Afrique

Élection à la Banque africaine de développement : cinq visions pour l’Afrique de demain

À l’heure où l’Afrique affronte des bouleversements majeurs dans le financement du développement, cinq candidats briguent la présidence de la Banque africaine de développement. Le scrutin, prévu le 29 mai à Abidjan, s’annonce stratégique : il désignera celui ou celle qui devra redéfinir le rôle de la BAD dans un monde en mutation.

Le 29 mai prochain, les 81 États membres de la Banque africaine de développement (BAD), dont 54 africains, éliront à huis clos à Abidjan le nouveau président de l’institution financière continentale, pour succéder au Nigérian Akinwumi Adesina, dont le second mandat de cinq ans arrive à son terme après dix années à la tête de la BAD.

Cinq candidats sont en lice : le Sénégalais Amadou Hott, la Sud-Africaine Swazi Bajabulile Tshabalala, le Mauritanien Sidi Ould Tah, le Zambien Samuel Munzele Maimbo et le Tchadien Mahamat Abbas Tolli.  

Tous veulent incarner un tournant dans le rôle de la BAD, alors que les financements concessionnels se contractent, que les aides des pays riches s’amenuisent et que les coûts d’emprunt deviennent volatils. Face à ces défis, les 318 milliards de dollars de capital de la BAD représentent un levier vital pour l’Afrique.

Swazi Tshabalala, la réformatrice

Ancienne vice-présidente principale de la BAD, la Sud-Africaine Swazi Bajabulile Tshabalala, unique femme dans la course, veut repenser la structure interne de l’institution. Elle estime que celle-ci manque de cohérence dans l’exécution de ses projets, en particulier dans les infrastructures.

Son ambition : rationaliser les priorités, libérer le potentiel économique du continent en créant des instruments financiers innovants, et bâtir sur les expériences récentes de la BAD en matière de capital hybride.

Amadou Hott, le chantre de l’autonomie financière

Ancien ministre sénégalais de l’Économie, Amadou Hott veut mobiliser davantage les ressources internes du continent. Il plaide pour une augmentation des recettes fiscales – le ratio moyen impôts/PIB en Afrique étant de 16 %, contre 34 % dans l’OCDE – afin d’améliorer les notations souveraines, réduire les coûts d’emprunt et financer les infrastructures critiques.

Il insiste sur la nécessité de structurer des projets capables d’attirer les financements privés africains.

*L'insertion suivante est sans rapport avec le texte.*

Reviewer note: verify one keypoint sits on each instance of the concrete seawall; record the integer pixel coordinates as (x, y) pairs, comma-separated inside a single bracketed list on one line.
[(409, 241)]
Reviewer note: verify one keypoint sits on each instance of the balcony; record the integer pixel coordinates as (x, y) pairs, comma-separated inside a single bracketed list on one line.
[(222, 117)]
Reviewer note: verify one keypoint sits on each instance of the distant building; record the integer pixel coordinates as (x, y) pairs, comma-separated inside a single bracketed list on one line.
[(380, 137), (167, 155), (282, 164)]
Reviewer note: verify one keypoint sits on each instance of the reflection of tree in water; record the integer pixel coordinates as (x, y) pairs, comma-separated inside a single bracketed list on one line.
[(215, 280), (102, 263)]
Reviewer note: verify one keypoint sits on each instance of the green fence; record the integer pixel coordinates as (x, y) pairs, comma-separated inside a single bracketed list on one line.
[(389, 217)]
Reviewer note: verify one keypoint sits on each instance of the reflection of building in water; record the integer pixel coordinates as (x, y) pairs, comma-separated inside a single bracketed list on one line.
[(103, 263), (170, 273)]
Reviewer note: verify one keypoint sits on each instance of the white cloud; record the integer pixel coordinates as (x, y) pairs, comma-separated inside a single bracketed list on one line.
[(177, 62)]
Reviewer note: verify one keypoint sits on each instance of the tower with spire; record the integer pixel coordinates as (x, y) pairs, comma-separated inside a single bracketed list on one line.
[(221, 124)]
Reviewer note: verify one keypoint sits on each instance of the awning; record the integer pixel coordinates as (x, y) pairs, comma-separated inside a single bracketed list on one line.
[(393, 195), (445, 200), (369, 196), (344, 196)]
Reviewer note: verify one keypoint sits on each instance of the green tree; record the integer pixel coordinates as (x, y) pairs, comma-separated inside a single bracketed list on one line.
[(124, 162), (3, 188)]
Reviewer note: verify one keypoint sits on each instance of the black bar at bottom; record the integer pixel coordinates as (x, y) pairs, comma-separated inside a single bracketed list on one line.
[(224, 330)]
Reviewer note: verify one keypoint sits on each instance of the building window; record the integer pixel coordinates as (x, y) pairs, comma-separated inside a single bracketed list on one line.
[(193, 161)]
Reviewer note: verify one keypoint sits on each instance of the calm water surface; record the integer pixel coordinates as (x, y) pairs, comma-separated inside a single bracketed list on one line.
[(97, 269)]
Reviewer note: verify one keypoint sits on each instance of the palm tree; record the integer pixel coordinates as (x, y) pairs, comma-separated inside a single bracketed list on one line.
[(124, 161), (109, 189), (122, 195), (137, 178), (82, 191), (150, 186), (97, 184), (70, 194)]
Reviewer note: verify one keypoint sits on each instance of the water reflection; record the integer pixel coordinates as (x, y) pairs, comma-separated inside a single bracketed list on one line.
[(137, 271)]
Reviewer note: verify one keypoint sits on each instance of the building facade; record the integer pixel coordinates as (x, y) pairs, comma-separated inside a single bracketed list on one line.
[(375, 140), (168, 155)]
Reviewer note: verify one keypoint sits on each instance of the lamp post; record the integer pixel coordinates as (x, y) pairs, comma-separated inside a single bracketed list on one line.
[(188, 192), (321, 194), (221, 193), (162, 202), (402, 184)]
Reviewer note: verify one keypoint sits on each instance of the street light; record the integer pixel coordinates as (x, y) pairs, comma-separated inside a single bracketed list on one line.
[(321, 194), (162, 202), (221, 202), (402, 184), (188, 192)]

Samuel Maimbo, l’intégration par la finance

Vice-président de la Banque mondiale en congé pour mener campagne, le Zambien Samuel Munzele Maimbo veut s’attaquer aux blocages invisibles : harmonisation réglementaire, circulation des capitaux et renforcement des marchés intra-africains.

Il propose une approche continentale des questions de dette, de commerce et d’infrastructure, estimant que seule une Afrique interconnectée pourra résister aux chocs extérieurs.

Sidi Ould Tah, pour une souveraineté économique africaine

Fort de dix ans à la tête de la Banque arabe pour le développement économique en Afrique, l’ancien ministre mauritanien Sidi Ould Tah veut repositionner la BAD comme moteur de souveraineté.

Il mise sur la formalisation du secteur informel – qui concerne 83 % de la main-d’œuvre – ainsi que sur des partenariats stratégiques pour convertir chaque dollar mobilisé en dix dollars d’investissement productif, notamment dans des infrastructures résilientes au climat.

Mahamat Tolli, l’autonomie par la rigueur

Ex-ministre tchadien des Finances et gouverneur de banque centrale, Mahamat Abbas Tolli prône une réforme profonde du modèle opérationnel de la BAD. Sa vision repose sur la gouvernance, la transparence et la lutte contre les flux financiers illicites. Il veut consolider les partenariats public-privé, mutualiser les risques et numériser les circuits de financement.

Son parcours personnel, marqué par la guerre et la résilience, nourrit une ambition inclusive : faire de la BAD un outil de transformation pour tous les Africains.

L'élection du 29 mai sera l’occasion d’examiner comment l’Afrique peut mieux valoriser ses ressources, faire face aux défis de la dette, du changement climatique et de la montée des barrières commerciales, dans un contexte géopolitique de plus en plus tendu.